As organizations grow, departments begin to experience each other differently. Sales blames operations. Operations blames sales. Finance gets frustrated with everyone. Longtime employees wonder why the newer people don’t understand “how we do things here.” Newer employees wonder why people who “have been here since the ice ages” seem so attached to old habits.

Informality begins to create confusion. SOPs are undeveloped. Handoffs break down. Communication gaps occur. People begin to interpret ‘growing pains’ as ‘personality problems.’

Relational maturity means learning to use these problems as diagnostic information rather than merely blaming each other.

Maturity can look like forging clarity from ambiguity. Building trust out of conflict. Showing respect when under stress. Being patient with others’ weaknesses. Confronting because you care.

It’s not easy for relationships to mature. It’s not easy in marriages, friendships, or at work. But not easy doesn’t mean not worth it. And it also doesn’t mean impossible. It just means it takes effort to mature.

Those who do mature build the relational robustness that allows them to survive both challenges and successes together, because both can strain relationships.

Systemic and structural maturity: Every organization runs on systems and structures, whether intentional or not.

In business, these include financial management systems, lines of reporting and authority, hiring and onboarding systems, compensation systems, safety processes, communication rhythms, decision rights, accountability practices, and the ways work gets handed from one person or team to another.

In a smaller company, many of these things can remain informal. People know who to ask. They know what the owner wants. They remember what happened last time.

But growth challenges the limits of informal systems.

At some point, what used to be obvious isn’t. What used to be remembered should be documented. What used to be handled by one person now needs a team. What used to depend on proximity to the leader now needs to be built into the organization.

Growth challenges the limits of your current systems and forces the need to mature.
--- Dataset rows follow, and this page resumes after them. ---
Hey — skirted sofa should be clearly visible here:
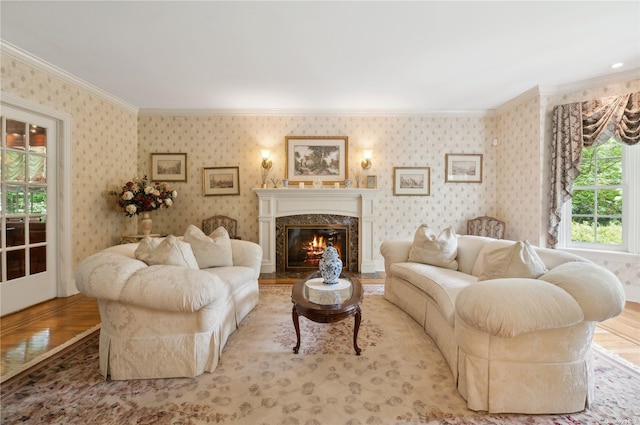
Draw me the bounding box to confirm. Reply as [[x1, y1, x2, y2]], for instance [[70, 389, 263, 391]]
[[381, 225, 624, 414], [76, 226, 262, 380]]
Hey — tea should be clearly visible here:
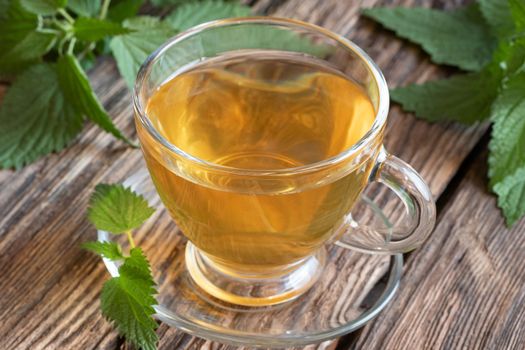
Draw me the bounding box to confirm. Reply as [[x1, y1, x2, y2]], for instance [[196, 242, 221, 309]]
[[138, 51, 380, 273]]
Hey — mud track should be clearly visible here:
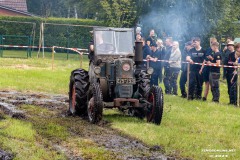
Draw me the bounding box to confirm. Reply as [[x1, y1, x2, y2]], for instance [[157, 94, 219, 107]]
[[0, 91, 175, 160]]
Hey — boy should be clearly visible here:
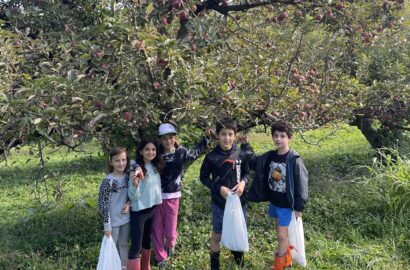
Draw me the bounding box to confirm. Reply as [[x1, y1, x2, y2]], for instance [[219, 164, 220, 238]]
[[241, 122, 308, 270], [200, 120, 248, 270]]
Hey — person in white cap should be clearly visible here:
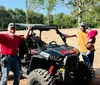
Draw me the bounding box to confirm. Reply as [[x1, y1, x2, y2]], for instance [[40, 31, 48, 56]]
[[0, 23, 31, 85], [57, 22, 94, 66]]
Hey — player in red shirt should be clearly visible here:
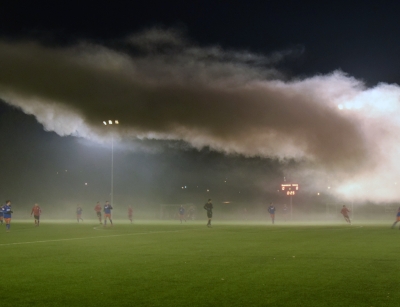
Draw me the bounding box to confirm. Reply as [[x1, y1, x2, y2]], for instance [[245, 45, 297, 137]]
[[31, 204, 42, 226], [94, 201, 101, 224], [128, 206, 133, 224], [392, 207, 400, 229], [340, 205, 351, 225]]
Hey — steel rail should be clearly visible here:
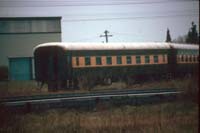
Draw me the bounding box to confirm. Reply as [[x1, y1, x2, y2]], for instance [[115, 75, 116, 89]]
[[3, 90, 182, 106]]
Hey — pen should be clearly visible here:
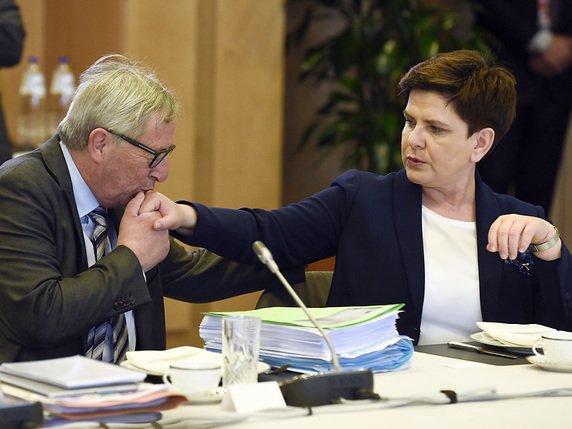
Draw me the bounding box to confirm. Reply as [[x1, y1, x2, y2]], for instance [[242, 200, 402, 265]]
[[448, 341, 517, 359]]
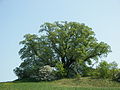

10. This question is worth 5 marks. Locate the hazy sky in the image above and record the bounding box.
[0,0,120,82]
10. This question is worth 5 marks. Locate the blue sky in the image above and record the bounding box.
[0,0,120,82]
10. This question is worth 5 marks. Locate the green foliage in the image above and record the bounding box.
[15,21,111,78]
[95,61,119,79]
[54,62,67,79]
[33,65,56,81]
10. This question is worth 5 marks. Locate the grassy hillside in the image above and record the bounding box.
[0,78,120,90]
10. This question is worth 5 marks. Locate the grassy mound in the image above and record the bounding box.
[0,78,120,90]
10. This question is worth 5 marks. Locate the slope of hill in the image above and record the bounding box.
[0,78,120,90]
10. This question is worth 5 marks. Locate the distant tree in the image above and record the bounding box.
[96,61,119,79]
[13,21,111,77]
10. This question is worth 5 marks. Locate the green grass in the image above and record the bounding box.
[0,78,120,90]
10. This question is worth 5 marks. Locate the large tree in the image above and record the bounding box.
[14,21,111,79]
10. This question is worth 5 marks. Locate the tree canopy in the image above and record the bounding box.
[14,21,111,80]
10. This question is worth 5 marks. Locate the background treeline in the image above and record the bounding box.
[14,21,120,81]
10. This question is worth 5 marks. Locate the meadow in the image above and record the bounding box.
[0,78,120,90]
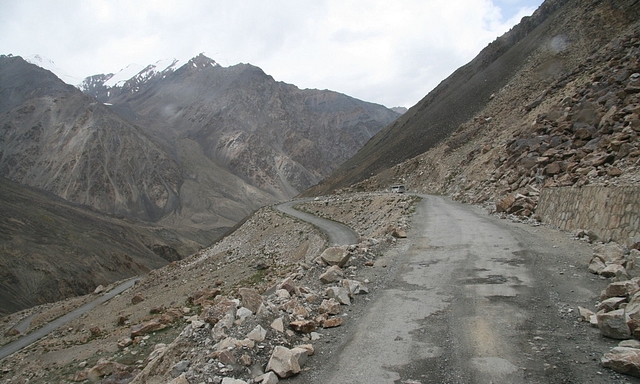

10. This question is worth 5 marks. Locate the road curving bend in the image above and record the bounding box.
[289,195,620,384]
[0,278,138,360]
[276,199,360,245]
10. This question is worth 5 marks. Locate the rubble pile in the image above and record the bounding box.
[74,246,371,384]
[351,25,640,217]
[578,238,640,377]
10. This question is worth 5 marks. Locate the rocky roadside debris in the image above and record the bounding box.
[475,23,640,216]
[0,194,413,384]
[577,238,640,377]
[74,243,373,384]
[349,21,640,217]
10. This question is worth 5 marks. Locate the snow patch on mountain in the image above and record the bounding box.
[23,54,82,86]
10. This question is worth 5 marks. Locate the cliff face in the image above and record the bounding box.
[330,1,640,228]
[306,0,638,195]
[0,56,398,311]
[94,55,399,199]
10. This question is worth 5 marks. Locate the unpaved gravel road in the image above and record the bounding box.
[0,278,138,360]
[288,196,640,384]
[276,199,359,245]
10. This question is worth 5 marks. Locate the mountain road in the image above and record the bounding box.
[0,278,138,360]
[290,196,640,384]
[276,199,360,245]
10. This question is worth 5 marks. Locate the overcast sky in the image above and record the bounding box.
[0,0,542,107]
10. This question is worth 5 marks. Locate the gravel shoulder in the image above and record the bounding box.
[290,196,640,383]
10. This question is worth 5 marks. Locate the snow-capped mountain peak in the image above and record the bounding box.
[23,54,82,86]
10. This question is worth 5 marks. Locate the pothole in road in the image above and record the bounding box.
[462,275,509,285]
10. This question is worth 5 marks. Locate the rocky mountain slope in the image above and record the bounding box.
[84,55,399,199]
[336,2,640,220]
[306,0,639,198]
[0,194,414,383]
[0,178,198,315]
[0,56,398,311]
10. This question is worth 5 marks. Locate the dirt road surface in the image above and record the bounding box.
[289,196,640,384]
[277,199,359,245]
[0,278,138,360]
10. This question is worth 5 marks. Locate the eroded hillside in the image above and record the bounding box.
[338,0,640,216]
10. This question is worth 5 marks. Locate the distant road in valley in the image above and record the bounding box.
[0,278,138,360]
[276,199,360,245]
[285,195,620,384]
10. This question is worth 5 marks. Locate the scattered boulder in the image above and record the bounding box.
[320,265,344,284]
[320,247,351,268]
[131,319,167,338]
[324,287,351,305]
[289,320,316,333]
[131,293,144,305]
[247,325,267,341]
[601,347,640,377]
[596,309,631,340]
[238,288,262,313]
[322,317,342,328]
[266,345,306,379]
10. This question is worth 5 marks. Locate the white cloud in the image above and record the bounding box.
[0,0,542,107]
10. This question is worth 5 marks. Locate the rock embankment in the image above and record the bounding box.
[577,238,640,377]
[0,194,413,384]
[353,25,640,222]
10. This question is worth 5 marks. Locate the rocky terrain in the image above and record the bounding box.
[305,0,640,198]
[0,55,398,313]
[0,194,414,383]
[324,1,640,224]
[0,178,198,315]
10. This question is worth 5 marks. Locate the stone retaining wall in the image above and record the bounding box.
[536,186,640,245]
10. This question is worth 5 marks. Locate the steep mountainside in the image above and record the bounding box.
[0,177,198,315]
[84,55,399,199]
[0,57,183,221]
[306,0,638,195]
[0,55,398,310]
[322,1,640,228]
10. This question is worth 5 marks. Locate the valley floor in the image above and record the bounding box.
[290,196,640,384]
[0,193,640,384]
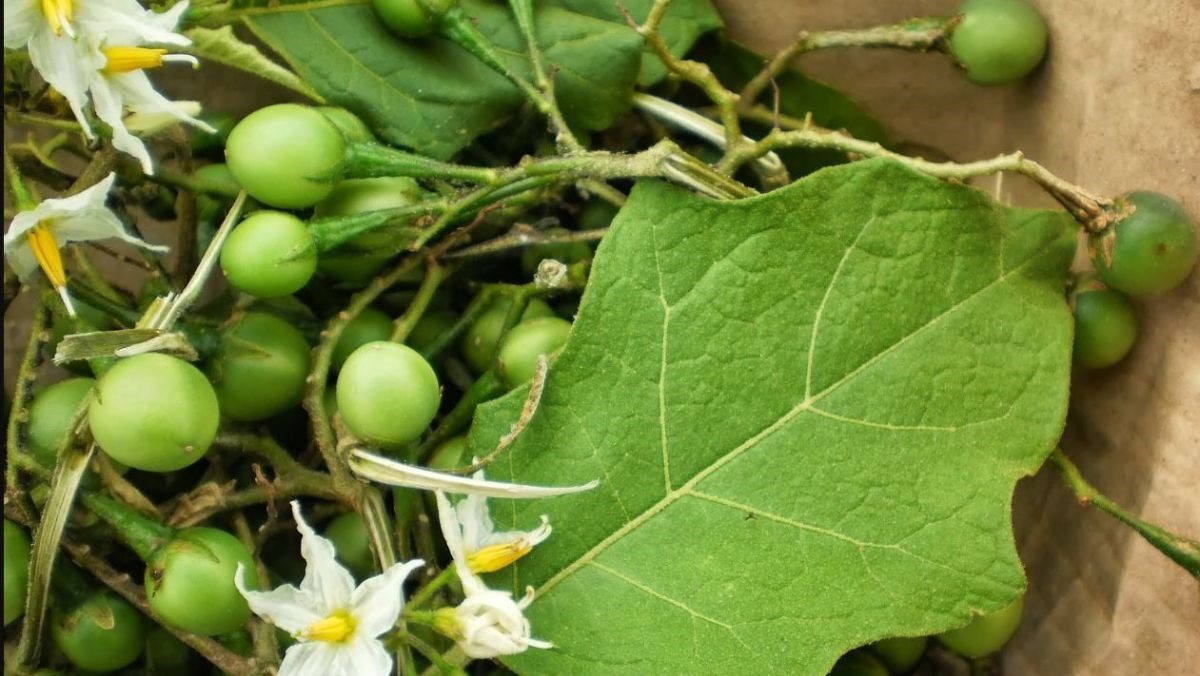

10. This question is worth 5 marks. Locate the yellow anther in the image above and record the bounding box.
[103,47,167,73]
[304,610,358,644]
[29,223,67,288]
[467,538,533,573]
[42,0,74,37]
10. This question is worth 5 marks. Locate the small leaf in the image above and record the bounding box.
[470,160,1074,675]
[184,26,324,103]
[241,1,642,158]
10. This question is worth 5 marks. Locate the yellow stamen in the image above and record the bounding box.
[304,610,358,644]
[467,538,533,573]
[42,0,74,37]
[26,223,74,317]
[103,47,167,73]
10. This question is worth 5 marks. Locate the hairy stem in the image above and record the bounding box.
[1050,448,1200,580]
[738,17,954,112]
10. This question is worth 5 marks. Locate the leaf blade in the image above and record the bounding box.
[472,161,1072,674]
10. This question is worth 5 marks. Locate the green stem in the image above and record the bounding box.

Cultural maturity: Organizational culture is a shared sense of identity, values, and purpose. All organizations build some form of culture. This will happen without even trying. Leaders tend to draw people who “match” them, and those people take their cues for acceptable behavior from their leaders. It’s self-reinforcing.

In a small team, this can often be informal. Informality can work because people are close to the leader.

But as the company grows across departments, locations, generations, or levels of experience, different cultures will emerge unless a shared culture is intentionally built and maintained.

This is why leaders need to nurture a common sense of identity, a commonly understood set of core values, and a shared purpose. People need to understand not only what the company does, but what kind of company this is supposed to be.

Once you’ve built this, your organization builds a greater capacity to self-manage, self-correct, and self-heal. People have something larger than their own preferences, department, location, or history to orient around.

Without it, your management burden becomes too high. The need for correction becomes overwhelming. And you may find yourself struggling with an organizational illness you can’t easily fix.

The Opportunity

One of the things I love most about my work is that helping people grow their businesses always equates to helping them grow as people. It’s very difficult to grow one without growing the other.

However, if the leader is willing to grow, their organization grows as well. And then that provides a new opportunity for the leader to grow.

It’s a virtuous cycle. It doesn’t need to stop until you do.

If you want to grow your business, go for it. But understand what growth will ask of you.

Growth creates the opportunity. Maturity creates the capacity to keep it.